Can it convert private keys or SSH certificates?

No. This page is built for public-key material only. Private keys, SSH certificates, and unsupported key families such as DSA are outside the shipped parser.

Why is the comment blank after PEM input?

PEM public-key blocks do not carry an SSH comment field. If you want a comment on the generated OpenSSH line or SSH2 block, add it with the comment override control.

Why does a copied authorized_keys line fail sometimes?

The parser expects a bare public key line that starts with the key type. If the line begins with options such as from= or command=, remove those options before pasting.

Do matching fingerprints prove the outputs describe the same key?

For the wrappers this page generates, yes. Matching SHA-256 fingerprints mean the generated OpenSSH, SSH2, and PEM results came from the same parsed public key blob.

Why does the page ignore extra keys?

This tool is intentionally single-item. It analyzes the first detected key and counts the rest as ignored items so the metadata, fingerprints, and converted formats always refer to one specific key.

Does local processing remove all privacy risk?

No.
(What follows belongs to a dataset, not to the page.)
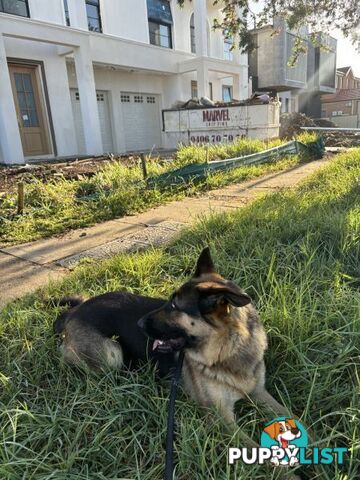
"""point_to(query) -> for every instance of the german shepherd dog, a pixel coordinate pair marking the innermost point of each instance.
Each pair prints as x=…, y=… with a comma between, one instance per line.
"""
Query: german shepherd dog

The conversion happens locally, but the current input, comment override, and wrap value are still written into the page URL. Clear the form before sharing links, screenshots, or screen recordings.

Glossary

OpenSSH public key
A one-line SSH public key such as ssh-ed25519 AAAA... comment.
SSH public key blob
The canonical SSH byte structure that carries the key type and public-key parameters. Fingerprints are derived from this blob.
SSH2 public key block
A wrapped public-key file format described by RFC 4716, using begin and end markers around base64 content.
SubjectPublicKeyInfo
A generic public-key structure used by PEM PUBLIC KEY blocks in many libraries and APIs.
Fingerprint
A hash-derived identifier used to check whether two displayed keys represent the same public key.

References

  • RFC 4253 for SSH public-key algorithm framing and SSH data-type encoding.
  • RFC 4716 for the SSH2 public key file format and line-wrapping rules.
  • RFC 5656 for ECDSA key names and the NIST curves used in SSH.
  • RFC 8709 for the ssh-ed25519 SSH public-key format.
  • RFC 8410 for Ed25519 SubjectPublicKeyInfo public-key encoding in PEM PUBLIC KEY blocks.
  • OpenBSD ssh-keygen(1) for SHA-256 as the default fingerprint display and RFC 4716 as the default export format.
  • OpenBSD sshd(8) for the field layout of authorized_keys lines.